Consider having NGT benches in every state: SC to Centre
A bench of justices KM Joseph and Hrishikesh Roy emphasised that the principle of access to justice coupled with the idea of protecting the environment should guide the Centre in considering more zonal benches.
Why cannot the National Green Tribunal (NGT) have its benches in every state to enable citizens to raise important issues of environment without having to travel hundreds of kilometres to approach one of the five existing benches, the Supreme Court asked the Union government on Tuesday.

A bench of justices KM Joseph and Hrishikesh Roy emphasised that the principle of access to justice coupled with the idea of protecting the environment should guide the Centre in considering more zonal benches.
“Why can’t you have NGT benches in every state? There is a point about access to justice and the cause of the environment. Having more benches may go a long way. It will be very helpful for the litigants and would also lighten the burden of the existing benches. Most importantly, this will bring this important forum to the doorstep of the citizens,” the bench told attorney general KK Venugopal.
The bench was hearing a petition filed by the Madhya Pradesh High Court Bar Association, challenging various provisions of the NGT Act, which according to the association’s lawyer Siddharth R Gupta, gave unbridled power to the Centre in matters of establishment of tribunal and fixing the Supreme Court as the only appellate forum for contesting appeals arising out of the NGT orders.
Gupta, on his part, underlined that the principal bench of the Madhya Pradesh high court is at Jabalpur, but the Union government, exercising its untrammelled powers, established the central zone bench at Bhopal. He rued that the law does not provide for any consultative process with the chief justice of the high court and that the litigants are also left high and dry in approaching these minimal numbers of zonal benches of the NGT.
At this, the bench said there may be substance in Gupta’s arguments. “If you have one bench each in every state, more people will be induced to take up the causes of protecting the environment. If these tribunals are closer to the doorstep of the citizens and access to justice is made available, they will be enthusiastic to help environmental causes. Why make them travel hundreds of kilometres for a cause which ultimately helps everyone?” the court told Venugopal.
The objective of establishing tribunals as quasi-judicial bodies was to bring appropriate forum to the doorstep of the citizens and it would be in complete sync with this objective to have more benches of the NGT, it added.
Venugopal said he would take instructions on the matter. “I will find this out,” he told the bench, which gave Venugopal and Gupta three days to file their written submissions.
The court reserved its order on the association’s petition that wants some pertinent provisions of the NGT Act, including the ones that empower the Centre to establish specific benches of tribunals and provide the Supreme Court as the forum for entertaining statutory appeals, quashed.

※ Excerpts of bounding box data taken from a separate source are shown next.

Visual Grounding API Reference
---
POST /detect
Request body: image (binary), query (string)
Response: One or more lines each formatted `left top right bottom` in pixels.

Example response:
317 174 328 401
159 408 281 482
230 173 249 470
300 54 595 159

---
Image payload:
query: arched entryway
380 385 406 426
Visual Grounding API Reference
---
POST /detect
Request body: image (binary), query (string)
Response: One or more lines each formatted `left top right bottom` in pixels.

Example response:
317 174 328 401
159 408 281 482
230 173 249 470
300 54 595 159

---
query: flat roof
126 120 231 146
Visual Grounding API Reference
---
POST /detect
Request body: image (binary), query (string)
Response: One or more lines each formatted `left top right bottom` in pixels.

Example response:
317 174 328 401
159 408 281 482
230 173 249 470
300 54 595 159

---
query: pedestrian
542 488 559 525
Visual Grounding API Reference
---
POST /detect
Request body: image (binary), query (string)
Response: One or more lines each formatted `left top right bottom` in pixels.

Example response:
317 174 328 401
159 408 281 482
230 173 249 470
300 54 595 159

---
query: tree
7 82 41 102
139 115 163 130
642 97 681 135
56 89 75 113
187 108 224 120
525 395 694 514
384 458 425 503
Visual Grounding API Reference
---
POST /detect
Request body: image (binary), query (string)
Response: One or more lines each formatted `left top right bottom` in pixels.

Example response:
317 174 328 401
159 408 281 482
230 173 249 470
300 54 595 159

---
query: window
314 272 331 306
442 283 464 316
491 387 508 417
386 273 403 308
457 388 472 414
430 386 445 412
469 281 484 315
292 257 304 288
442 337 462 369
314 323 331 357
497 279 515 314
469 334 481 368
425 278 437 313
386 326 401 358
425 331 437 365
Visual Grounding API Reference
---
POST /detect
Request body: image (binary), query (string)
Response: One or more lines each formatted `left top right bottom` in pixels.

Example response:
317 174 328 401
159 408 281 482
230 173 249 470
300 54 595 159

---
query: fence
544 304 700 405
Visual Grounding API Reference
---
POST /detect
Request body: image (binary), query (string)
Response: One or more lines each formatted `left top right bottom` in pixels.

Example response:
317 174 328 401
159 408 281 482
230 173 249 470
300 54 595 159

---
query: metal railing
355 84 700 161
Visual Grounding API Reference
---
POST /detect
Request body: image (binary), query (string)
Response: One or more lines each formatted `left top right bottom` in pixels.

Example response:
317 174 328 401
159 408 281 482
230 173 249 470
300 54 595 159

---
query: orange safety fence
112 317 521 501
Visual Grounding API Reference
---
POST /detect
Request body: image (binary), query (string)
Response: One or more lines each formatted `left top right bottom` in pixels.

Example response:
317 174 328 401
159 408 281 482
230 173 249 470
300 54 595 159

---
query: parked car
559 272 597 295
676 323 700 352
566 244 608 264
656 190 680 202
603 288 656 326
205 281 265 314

During the hearing, the bench also lamented that every case before a tribunal is finally ending up in the Supreme Court and by providing the latter as the exclusive forum to deal with appeals from the NGT, the legislature has only increased the burden of the top court.
Venugopal replied that it is the prerogative of the legislature to provide for statutory appeals to the top court. Tribunals are highly specialised bodies and that specialisation makes them equal with the high courts, he added.